A convex lens made of glass (refractive index = 1.5) has focal length 24 cm in air. When it is totally immersed in water (refractive index 1.33), its focal length changes to

The refractive index of the lens (glass) is $$n_g = 1.5$$ and the refractive index of the surrounding medium is

• for air: $$n_{\text{air}} = 1$$
• for water: $$n_w = 1.33$$

For a thin lens placed in a medium of refractive index $$n_m$$ the lens-maker’s formula is

$$\frac{1}{f_m} = \left(\frac{n_g}{n_m} - 1\right)\left(\frac{1}{R_1} - \frac{1}{R_2}\right)$$ $$-(1)$$

Here $$R_1, R_2$$ are the radii of curvature of the two spherical surfaces. The term $$\left(\frac{1}{R_1} - \frac{1}{R_2}\right)$$ depends only on the shape of the lens and therefore remains the same when the surrounding medium is changed.

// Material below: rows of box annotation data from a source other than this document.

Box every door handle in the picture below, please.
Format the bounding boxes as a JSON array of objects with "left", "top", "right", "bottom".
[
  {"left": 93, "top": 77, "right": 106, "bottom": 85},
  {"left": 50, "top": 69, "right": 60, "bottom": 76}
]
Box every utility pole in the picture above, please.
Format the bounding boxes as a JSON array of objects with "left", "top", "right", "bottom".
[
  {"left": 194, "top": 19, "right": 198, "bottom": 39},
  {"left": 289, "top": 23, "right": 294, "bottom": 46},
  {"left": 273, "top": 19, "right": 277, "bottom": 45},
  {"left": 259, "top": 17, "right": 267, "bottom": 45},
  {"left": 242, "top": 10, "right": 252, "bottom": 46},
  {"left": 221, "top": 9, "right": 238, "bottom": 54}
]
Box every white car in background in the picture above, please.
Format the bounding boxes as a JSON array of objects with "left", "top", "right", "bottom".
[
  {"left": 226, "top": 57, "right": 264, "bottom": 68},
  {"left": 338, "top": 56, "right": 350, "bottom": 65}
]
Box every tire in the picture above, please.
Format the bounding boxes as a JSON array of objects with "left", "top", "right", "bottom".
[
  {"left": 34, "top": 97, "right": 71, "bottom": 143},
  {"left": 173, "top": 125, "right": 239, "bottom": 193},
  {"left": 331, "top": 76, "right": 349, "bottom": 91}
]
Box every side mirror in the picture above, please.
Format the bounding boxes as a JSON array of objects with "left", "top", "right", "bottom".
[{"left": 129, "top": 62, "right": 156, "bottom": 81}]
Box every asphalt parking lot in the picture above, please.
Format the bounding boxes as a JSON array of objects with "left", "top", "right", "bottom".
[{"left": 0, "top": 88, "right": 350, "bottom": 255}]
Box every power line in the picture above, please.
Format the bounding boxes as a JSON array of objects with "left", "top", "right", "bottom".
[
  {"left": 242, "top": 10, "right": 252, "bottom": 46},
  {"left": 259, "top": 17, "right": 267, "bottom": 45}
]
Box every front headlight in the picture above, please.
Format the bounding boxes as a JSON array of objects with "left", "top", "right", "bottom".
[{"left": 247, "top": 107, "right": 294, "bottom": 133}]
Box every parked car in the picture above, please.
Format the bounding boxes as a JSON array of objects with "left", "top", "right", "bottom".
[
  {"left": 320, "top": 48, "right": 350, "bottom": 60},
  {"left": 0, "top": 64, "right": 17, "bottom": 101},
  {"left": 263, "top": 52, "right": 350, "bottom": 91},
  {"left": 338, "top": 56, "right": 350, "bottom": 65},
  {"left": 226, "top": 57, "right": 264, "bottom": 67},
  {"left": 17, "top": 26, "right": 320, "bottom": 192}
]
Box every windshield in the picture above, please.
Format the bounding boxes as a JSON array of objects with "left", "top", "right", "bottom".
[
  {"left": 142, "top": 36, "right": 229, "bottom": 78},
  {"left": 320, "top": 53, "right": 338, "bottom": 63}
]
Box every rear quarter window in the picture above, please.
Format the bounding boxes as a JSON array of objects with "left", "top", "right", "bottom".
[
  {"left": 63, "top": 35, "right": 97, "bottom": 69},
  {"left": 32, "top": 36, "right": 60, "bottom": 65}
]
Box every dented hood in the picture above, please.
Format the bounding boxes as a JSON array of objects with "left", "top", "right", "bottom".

Step 1: Focal length in air
Putting $$n_m = n_{\text{air}} = 1$$ in $$(1)$$,

$$\frac{1}{f_{\text{air}}} = (n_g - 1)\left(\frac{1}{R_1} - \frac{1}{R_2}\right)$$ $$-(2)$$

Given $$f_{\text{air}} = 24 \text{ cm}$$, so

$$\frac{1}{24} = (1.5 - 1)\left(\frac{1}{R_1} - \frac{1}{R_2}\right)$$ $$\Rightarrow$$ $$\left(\frac{1}{R_1} - \frac{1}{R_2}\right) = \frac{1}{24 \times 0.5} = \frac{1}{12}$$ $$-(3)$$

Step 2: Focal length in water
Now place the lens in water, i.e. $$n_m = n_w = 1.33$$. Using $$(1)$$ again,

$$\frac{1}{f_w} = \left(\frac{n_g}{n_w} - 1\right)\left(\frac{1}{R_1} - \frac{1}{R_2}\right)$$ $$-(4)$$

Substitute $$n_g = 1.5$$, $$n_w = 1.33$$ and the value from $$(3)$$:

$$\frac{1}{f_w} = \left(\frac{1.5}{1.33} - 1\right)\left(\frac{1}{12}\right)$$

Compute the bracket:

$$\frac{1.5}{1.33} = \frac{150}{133} \approx 1.1278$$
$$\frac{1.5}{1.33} - 1 \approx 0.1278$$

Hence

$$\frac{1}{f_w} \approx 0.1278 \times \frac{1}{12} = \frac{0.1278}{12} \approx 0.01065$$

Therefore

$$f_w \approx \frac{1}{0.01065} \approx 93.9 \text{ cm}$$

The nearest value among the options is $$96 \text{ cm}$$.

Final answer: in water the focal length of the lens becomes approximately $$96 \text{ cm}$$ - Option B.